Reputation: 11315
I'm running emr-5.2.0 and have one year of data stored in S3 as Parquet that is partitioned by day. When querying for one month I'm expecting Spark to only load one month of data into memory. However, my cluster memory usage looks like I'm loading the full years 1.7TB of data.
I'm assuming that I can load the full data lake like this
val lakeDF = spark.sqlContext.read.parquet("s3://mybucket/mylake.parquet")
lakeDF.cache()
lakeDF.registerTempTable("sightings")
And that Spark would use the dates in the query to only select the partitions that match there WHERE filter.
val leftDF = spark.sql("SELECT * FROM sightings WHERE DATE(day) BETWEEN "2016-01-09" AND "2016-01-10"")

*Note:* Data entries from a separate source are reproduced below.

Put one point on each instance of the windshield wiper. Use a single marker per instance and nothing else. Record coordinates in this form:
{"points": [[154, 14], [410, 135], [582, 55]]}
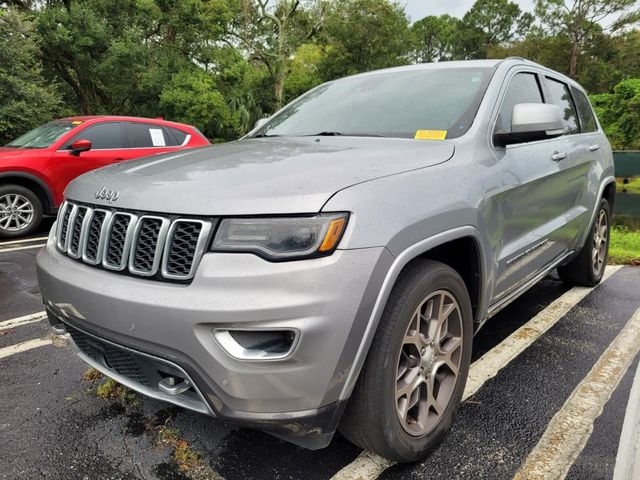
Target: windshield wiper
{"points": [[340, 134], [264, 135]]}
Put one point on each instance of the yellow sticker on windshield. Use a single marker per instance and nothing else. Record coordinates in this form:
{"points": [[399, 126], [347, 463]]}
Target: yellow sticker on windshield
{"points": [[431, 135]]}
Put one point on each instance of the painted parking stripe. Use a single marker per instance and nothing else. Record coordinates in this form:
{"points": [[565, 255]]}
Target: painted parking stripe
{"points": [[488, 366], [24, 320], [24, 240], [24, 346], [15, 249], [369, 466], [570, 429]]}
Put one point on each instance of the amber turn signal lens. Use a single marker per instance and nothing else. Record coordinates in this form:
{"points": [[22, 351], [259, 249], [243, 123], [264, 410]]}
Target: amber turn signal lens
{"points": [[333, 235]]}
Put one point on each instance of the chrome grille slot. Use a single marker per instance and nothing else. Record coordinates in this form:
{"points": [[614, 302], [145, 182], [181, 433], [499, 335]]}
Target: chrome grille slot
{"points": [[146, 252], [144, 245], [62, 236], [95, 237]]}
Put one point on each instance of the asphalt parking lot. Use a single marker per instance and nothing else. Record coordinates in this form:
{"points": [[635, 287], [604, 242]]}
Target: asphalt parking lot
{"points": [[537, 403]]}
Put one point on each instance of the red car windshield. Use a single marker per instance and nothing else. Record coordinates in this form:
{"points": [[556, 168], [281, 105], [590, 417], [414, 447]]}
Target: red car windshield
{"points": [[43, 136]]}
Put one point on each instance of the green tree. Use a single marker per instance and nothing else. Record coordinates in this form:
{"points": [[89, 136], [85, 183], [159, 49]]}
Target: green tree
{"points": [[364, 35], [26, 100], [436, 38], [493, 22], [619, 113], [580, 20]]}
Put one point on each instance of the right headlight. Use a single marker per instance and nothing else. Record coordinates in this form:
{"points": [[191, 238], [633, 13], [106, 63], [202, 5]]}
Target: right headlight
{"points": [[281, 238]]}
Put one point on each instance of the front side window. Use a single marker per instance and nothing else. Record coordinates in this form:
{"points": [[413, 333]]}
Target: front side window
{"points": [[523, 88], [103, 136], [145, 135], [587, 118], [560, 96], [387, 104], [43, 136]]}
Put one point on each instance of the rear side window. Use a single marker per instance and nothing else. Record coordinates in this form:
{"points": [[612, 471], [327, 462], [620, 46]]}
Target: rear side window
{"points": [[145, 135], [524, 88], [103, 136], [561, 97], [176, 136], [587, 118]]}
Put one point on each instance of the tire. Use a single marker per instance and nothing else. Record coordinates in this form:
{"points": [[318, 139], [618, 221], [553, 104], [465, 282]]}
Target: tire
{"points": [[20, 211], [373, 418], [587, 268]]}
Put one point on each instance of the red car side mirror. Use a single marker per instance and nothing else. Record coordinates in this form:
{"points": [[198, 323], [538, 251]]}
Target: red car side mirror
{"points": [[80, 146]]}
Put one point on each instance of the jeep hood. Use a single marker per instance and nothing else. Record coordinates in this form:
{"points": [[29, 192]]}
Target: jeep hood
{"points": [[255, 176]]}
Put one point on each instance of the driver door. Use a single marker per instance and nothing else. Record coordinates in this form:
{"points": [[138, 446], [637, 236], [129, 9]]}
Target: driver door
{"points": [[108, 146]]}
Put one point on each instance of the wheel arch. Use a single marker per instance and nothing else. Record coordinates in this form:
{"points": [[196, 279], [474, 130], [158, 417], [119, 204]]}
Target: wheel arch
{"points": [[440, 247], [33, 183]]}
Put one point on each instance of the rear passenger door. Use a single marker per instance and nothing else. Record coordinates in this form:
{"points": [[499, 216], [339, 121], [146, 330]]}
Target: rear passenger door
{"points": [[538, 202], [108, 146], [150, 139]]}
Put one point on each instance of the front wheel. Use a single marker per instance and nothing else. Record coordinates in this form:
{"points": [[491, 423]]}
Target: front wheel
{"points": [[587, 268], [414, 376], [20, 211]]}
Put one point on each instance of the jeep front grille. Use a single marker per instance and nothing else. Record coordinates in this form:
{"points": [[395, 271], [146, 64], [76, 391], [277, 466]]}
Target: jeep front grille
{"points": [[132, 242]]}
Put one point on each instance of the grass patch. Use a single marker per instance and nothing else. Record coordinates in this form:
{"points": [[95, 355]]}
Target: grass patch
{"points": [[625, 246], [112, 390]]}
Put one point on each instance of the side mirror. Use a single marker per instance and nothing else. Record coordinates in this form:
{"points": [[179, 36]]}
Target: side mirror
{"points": [[531, 122], [80, 146], [260, 123]]}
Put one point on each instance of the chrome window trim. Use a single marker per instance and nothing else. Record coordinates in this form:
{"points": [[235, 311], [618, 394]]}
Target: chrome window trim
{"points": [[197, 255], [162, 238], [72, 219], [101, 241], [128, 239]]}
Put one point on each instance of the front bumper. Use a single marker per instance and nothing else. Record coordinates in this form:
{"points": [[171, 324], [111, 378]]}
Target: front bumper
{"points": [[327, 300]]}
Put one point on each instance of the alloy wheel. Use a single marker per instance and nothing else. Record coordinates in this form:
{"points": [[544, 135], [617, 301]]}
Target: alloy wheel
{"points": [[16, 212], [429, 363], [600, 242]]}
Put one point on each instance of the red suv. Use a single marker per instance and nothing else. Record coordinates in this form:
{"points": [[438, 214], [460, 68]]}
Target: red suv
{"points": [[36, 168]]}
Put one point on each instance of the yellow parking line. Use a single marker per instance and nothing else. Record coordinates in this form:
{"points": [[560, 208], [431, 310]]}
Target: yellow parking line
{"points": [[24, 240], [368, 466], [570, 429], [24, 346], [15, 249], [16, 322]]}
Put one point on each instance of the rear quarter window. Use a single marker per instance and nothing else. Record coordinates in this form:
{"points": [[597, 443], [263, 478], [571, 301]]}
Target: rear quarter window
{"points": [[560, 96], [585, 112]]}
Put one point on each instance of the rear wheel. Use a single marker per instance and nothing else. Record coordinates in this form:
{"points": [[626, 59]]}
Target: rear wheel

val audienceDF = leftDF.join(ghDF, Seq("gh9"))
audienceDF.select( approxCountDistinct("device_id", red = 0.01).as("distinct"), sum("requests").as("avails") ).show()
I am curious if casting the partition as DATE is causing this issue?
I've also been running some test with Athena/PrestoDB on the same dataset and it's very clear that only a few gigabytes of data is being scanned.
Is there any way for Spark to tell me how much data is going to be loaded before submitting a query?
Upvotes: 2
Views: 546
Reputation: 11315
The issue was caused by calling lakeDF.cache()
before the filter was applied.
Upvotes: 1